PostgreSQL 은 특별합니다.
단순한 데이터베이스가 아니라, 하나의 어플리케이션 플랫폼이기 때문입니다.

공지사항

뉴스 및 기사

	총 게시물 167건, 최근 0 건

Speeding Up COUNT(DISTINCT col)

글쓴이 : 모델광 날짜 : 2021-06-24 (목) 23:53 조회 : 2782

From time to time when I cannot find a solution to speed up a query, I google a solution. In most cases, someone has already posted the answer.

The tuning technique presented in this note was derived from the article below.

https://scidb.tistory.com/entry/COUNTDistinct-%EC%BB%AC%EB%9F%BC%EC%9D%98-%EC%84%B1%EB%8A%A5?category=122494

This note describes how to speed up COUNT(DISTINCT col) query.
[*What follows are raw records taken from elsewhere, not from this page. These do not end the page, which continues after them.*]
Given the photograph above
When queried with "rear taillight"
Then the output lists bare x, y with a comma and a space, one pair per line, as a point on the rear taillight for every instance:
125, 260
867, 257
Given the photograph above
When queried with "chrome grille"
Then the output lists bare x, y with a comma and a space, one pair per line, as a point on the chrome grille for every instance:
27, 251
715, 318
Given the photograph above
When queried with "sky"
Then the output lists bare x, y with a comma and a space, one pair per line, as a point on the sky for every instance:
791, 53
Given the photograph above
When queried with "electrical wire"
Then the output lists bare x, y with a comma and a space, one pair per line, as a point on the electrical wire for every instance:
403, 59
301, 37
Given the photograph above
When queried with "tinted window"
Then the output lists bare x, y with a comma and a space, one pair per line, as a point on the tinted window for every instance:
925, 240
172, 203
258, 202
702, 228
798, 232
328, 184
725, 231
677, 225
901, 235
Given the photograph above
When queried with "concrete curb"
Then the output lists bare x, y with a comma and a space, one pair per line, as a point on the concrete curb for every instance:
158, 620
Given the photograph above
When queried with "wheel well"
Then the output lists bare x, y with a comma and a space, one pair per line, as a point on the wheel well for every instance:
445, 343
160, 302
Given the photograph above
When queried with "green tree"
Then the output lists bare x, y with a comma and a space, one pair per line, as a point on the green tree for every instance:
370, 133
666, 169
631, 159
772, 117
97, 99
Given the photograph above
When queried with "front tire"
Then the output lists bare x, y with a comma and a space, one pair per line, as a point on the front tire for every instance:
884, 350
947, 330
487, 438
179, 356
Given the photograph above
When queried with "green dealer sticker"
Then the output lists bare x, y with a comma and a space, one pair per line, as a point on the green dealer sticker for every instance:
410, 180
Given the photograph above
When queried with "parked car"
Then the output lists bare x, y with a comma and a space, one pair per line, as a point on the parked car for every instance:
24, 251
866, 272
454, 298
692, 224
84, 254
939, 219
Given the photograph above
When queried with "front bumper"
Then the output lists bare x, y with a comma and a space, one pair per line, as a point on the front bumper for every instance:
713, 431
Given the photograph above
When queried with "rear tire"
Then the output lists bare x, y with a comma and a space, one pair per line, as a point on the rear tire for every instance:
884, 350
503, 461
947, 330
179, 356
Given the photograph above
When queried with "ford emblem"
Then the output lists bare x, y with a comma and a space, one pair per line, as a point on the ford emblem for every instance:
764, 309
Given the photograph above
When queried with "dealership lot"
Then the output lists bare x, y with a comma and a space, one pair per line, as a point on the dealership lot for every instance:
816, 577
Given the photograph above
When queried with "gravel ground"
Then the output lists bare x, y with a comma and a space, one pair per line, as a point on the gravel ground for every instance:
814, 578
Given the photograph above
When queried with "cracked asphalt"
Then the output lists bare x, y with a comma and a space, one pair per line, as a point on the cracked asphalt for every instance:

Below is the SQL statement I am interested in followed by scripts to make a test table and its data.

SELECT PRODUCT_ID

,COUNT(DISTINCT EMPLOYEE_ID)

,SUM(QUANTITY)

,SUM(EUR_VALUE)

FROM SALES

GROUP BY PRODUCT_ID;

CREATE TABLE employees ( employee_id NUMERIC NOT NULL, first_name VARCHAR(1000) NOT NULL, last_name VARCHAR(1000) NOT NULL, date_of_birth DATE , phone_number VARCHAR(1000) NOT NULL, junk CHAR(1000) , CONSTRAINT employees_pk PRIMARY KEY (employee_id) );

CREATE FUNCTION random_string(minlen NUMERIC, maxlen NUMERIC) RETURNS VARCHAR(1000) AS $$ DECLARE rv VARCHAR(1000) := ''; i INTEGER := 0; len INTEGER := 0; BEGIN IF maxlen < 1 OR minlen < 1 OR maxlen < minlen THEN RETURN rv; END IF; len := floor(random()*(maxlen-minlen)) + minlen; FOR i IN 1..floor(len) LOOP rv := rv || chr(97+CAST(random() * 25 AS INTEGER)); END LOOP; RETURN rv; END; $$ LANGUAGE plpgsql;

INSERT INTO employees (employee_id, first_name, last_name, date_of_birth, phone_number, junk) SELECT GENERATE_SERIES , initcap(lower(random_string(2, 8))) , initcap(lower(random_string(2, 8))) , CURRENT_DATE - CAST(floor(random() * 365 * 10 + 40 * 365) AS NUMERIC) * INTERVAL '1 DAY' , CAST(floor(random() * 9000 + 1000) AS NUMERIC) , 'junk' FROM GENERATE_SERIES(1, 1000);

CREATE TABLE sales (

sale_id NUMERIC NOT NULL,

employee_id NUMERIC NOT NULL,

subsidiary_id NUMERIC NOT NULL,

sale_date DATE NOT NULL,

eur_value NUMERIC(17,2) NOT NULL,

product_id BIGINT NOT NULL,

quantity INTEGER NOT NULL,

CHANNEL VARCHAR(4) NOT NULL,

CONSTRAINT sales_pk

PRIMARY KEY (sale_id)

);

SELECT SETSEED(0);

INSERT INTO sales (sale_id

, subsidiary_id, employee_id

, sale_date, eur_value

, product_id, quantity

, CHANNEL)

SELECT row_number() OVER (), data.*

FROM (

SELECT gen % 100, e.employee_id

, (CURRENT_DATE - CAST(RANDOM()*3650 AS NUMERIC) * INTERVAL '1 DAY') sale_date

, CAST(RANDOM()*100000 AS NUMERIC)/100 eur_value

, CAST(RANDOM()*25 AS NUMERIC) + 1 product_id

, CAST(RANDOM()*5 AS NUMERIC) + 1 quantity

, CASE WHEN GEN % 2 = 0 THEN 'ONLI' ELSE 'OFFL' END

FROM employees e

, GENERATE_SERIES(1, 18000) gen

WHERE MOD(employee_id, 7) = 4

-- AND gen < employee_id / 2

ORDER BY sale_date

) data

WHERE TO_CHAR(sale_date, 'D') <> '1';

ANALYZE sales;

Here is the execution plan of the SQL statement we are investigating.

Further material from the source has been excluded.